Gold prices soared past $5,300 per ounce on Wednesday, marking a significant milestone as the precious metal reached unprecedented heights amid a notable decline in the U.S. dollar, which hit a near four-year low. This surge in gold prices is largely attributed to persistent geopolitical tensions and waning confidence in the stability of the U.S. dollar, which has made gold increasingly appealing as a safe-haven investment.
By 0940 GMT, spot gold had climbed to $5,275.68 an ounce, a 1.7% increase, following a record peak of $5,311.31 earlier in the day. In addition, U.S. gold futures for February delivery experienced a robust 3.7% rise, reaching $5,271.70 an ounce. This follows a previous session where gold prices had already gained more than 3%.
Linh Tran, a senior market analyst at XS.com, emphasized that the rising gold prices stem not only from market anxieties but also from a shifting confidence in the global monetary and fiscal landscape, prompting investors to adopt a more cautious approach.

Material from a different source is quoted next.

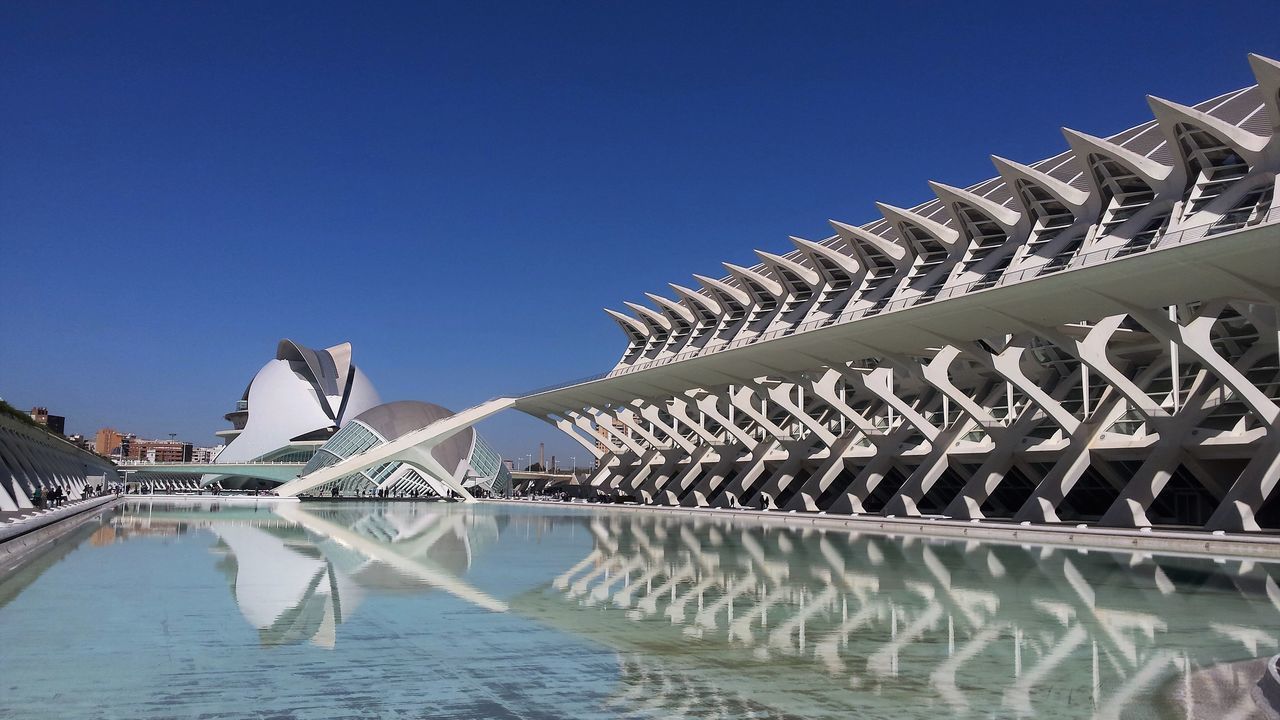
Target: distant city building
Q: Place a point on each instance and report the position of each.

The U.S. dollar’s struggles were further compounded by President Donald Trump’s dismissal of concerns surrounding its recent downturn. This situation has rendered dollar-priced gold more attractive for international buyers. Trump’s remarks included an imminent announcement regarding his pick for the next head of the Federal Reserve, alongside a prediction that interest rates will decline with the new appointment. Analysts believe that the potential candidates for the Fed position might be more amenable to Trump’s demands than the current chair, Jerome Powell, which could further bolster gold’s appeal.
Historically, gold has performed well in low-interest-rate environments, as it does not yield any interest itself. The market anticipates that the Federal Reserve will maintain steady rates during its upcoming January monetary policy meeting. Year-to-date, gold has experienced a remarkable increase of over 20%, building on its record gains from the previous year. Deutsche Bank analysts project that gold could surge to $6,000 per ounce this year due to continuing robust investment demand.
Retail demand for gold remains strong, particularly in major markets like Shanghai and Hong Kong, even in the face of soaring prices. However, some market observers, including WisdomTree commodities strategist Nitesh Shah, speculate that high prices might dampen jewellery demand while simultaneously encouraging speculative investments from retail buyers. Shah noted the dual nature of the market dynamics, where elevated prices could create challenges on the jewellery front but simultaneously fuel interest among investors seeking safe-haven assets.